(Photo: REUTERS / Lucy Nicholson)
Hundreds of protesters at the U.S. west coast version of Occupy Wall Street camped out at Los Angeles City Hall are splitting major media’s attention because of the trial of Michael Jackson's doctor for involuntary manslaughter right around the corner.
While the gathering of college students, the unemployed, professional and semi-pro activists have shifted back and forth from the lawn of City Hall to the streets of downtown, their wrath against many social issues has rotated as well.
Last night’s local media reports included the fact that arrests were made at a Bank of America protest. However, organizers tried to distance themselves from any reports of confrontation with police by saying the group at the bank was not part of the Occupy movement. Meanwhile, most local news stations led their nightly TV broadcast with coverage of the Dr. Conrad Murray trial, in which hearings include prosecutor's trying to prove the doctor was a catalyst for Jackson's death.
In an effort to provide it’s own reporting, Occupy Wall Street Los Angeles is webcasting recorded and live video through Livestream and OccupyLosAngeles.org. Organizers state on their website that they are offering “information through independent journalists on the ground at nonviolent protests around the world.”
“The team is made of local supporters who were inspired by the movement NYC's Occupy Wall Street,” according to organizers. The group is broadcasting from “Occupy LA protests around Los Angeles that began on Sept 17, 2011 on U.S. Day Of Rage Los Angeles and resurfaced Friday, Sept. 23, 2011.”
On Friday, a ticker banner on the bottom of the screen stated, “There have been no arrests of members of Occupy Los Angeles. Those arrested yesterday were with another organization. CBS News has put out FALSE reports...trying to belittle our movement.”
During the Internet broadcast, when a woman describing herself as a press agent for Occupy L.A. was asked by someone from her group whether she approached a local news van across the street to provide information on the protest, she said, "No, I figured they were covering the Michael Jackson case so I did not bother them."
In a declared victory of sorts, a Los Angeles county woman joined the protest on Thursday after declaring that OneWest Bank and Fannie Mae stopped processing an eviction notice from her home in foreclosure on Wednesday. A separate community and union activists group staged a protest at Pasadena City Hall in support of Rose Gudiel the day before.
A politics professor at Occidental College asked in a column he wrote and published Friday, “The question facing the activists is this: Is the Occupy Wall Street phenomenon a moment of protest or a movement for sustained change? Will Rose Gudiel become the Rosa Parks of a new economic justice movement?"
Through its streaming video, social media sites, and forum chats, OWSLA has been able to get the word out about various planned activities. Posted on the group’s online calendar is the announcement of a street protest on Friday afternoon.

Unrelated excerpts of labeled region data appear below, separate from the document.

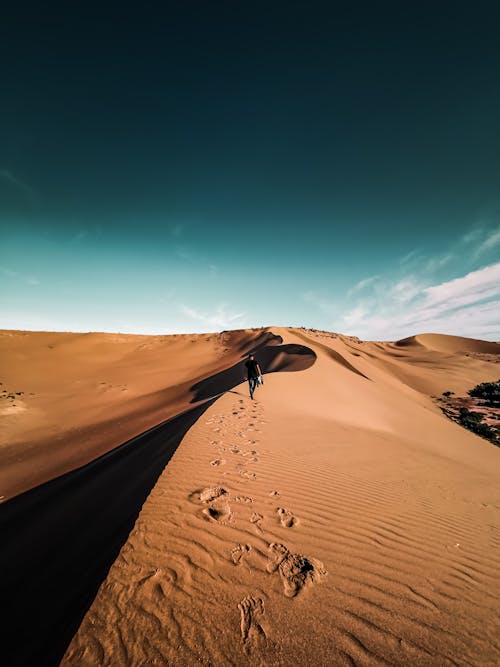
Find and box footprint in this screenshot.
[276,507,299,528]
[200,486,227,503]
[266,542,327,598]
[231,544,252,565]
[238,470,257,479]
[203,504,233,523]
[238,595,266,644]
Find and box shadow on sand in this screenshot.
[191,344,316,403]
[0,337,316,667]
[0,401,217,667]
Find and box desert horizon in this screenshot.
[0,0,500,667]
[0,327,500,666]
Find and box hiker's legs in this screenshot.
[248,378,257,398]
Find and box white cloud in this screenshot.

The protesters plan to include a “die in” at the event, pointing to the 10th anniversary of the start of the Afghanistan war.
On the L.A. group’s Facebook and Twitter accounts, an Occupy administrator posted, “We've got another occupier!! J. Matthew from Twitter: ‘Today's Agenda: Sell car because I can no longer afford it. Buy new shoes for #protesting and #marching. Buy sleeping bag for @OccupyLA.’
President Obama responded to the nationwide movement when asked in a press conference on Thursday:
"I think it expresses the frustrations the American people feel, that we had the biggest financial crisis since the Great Depression, huge collateral damage all throughout the country ... and yet you're still seeing some of the same folks who acted irresponsibly trying to fight efforts to crack down on the abusive practices that got us into this in the first place.”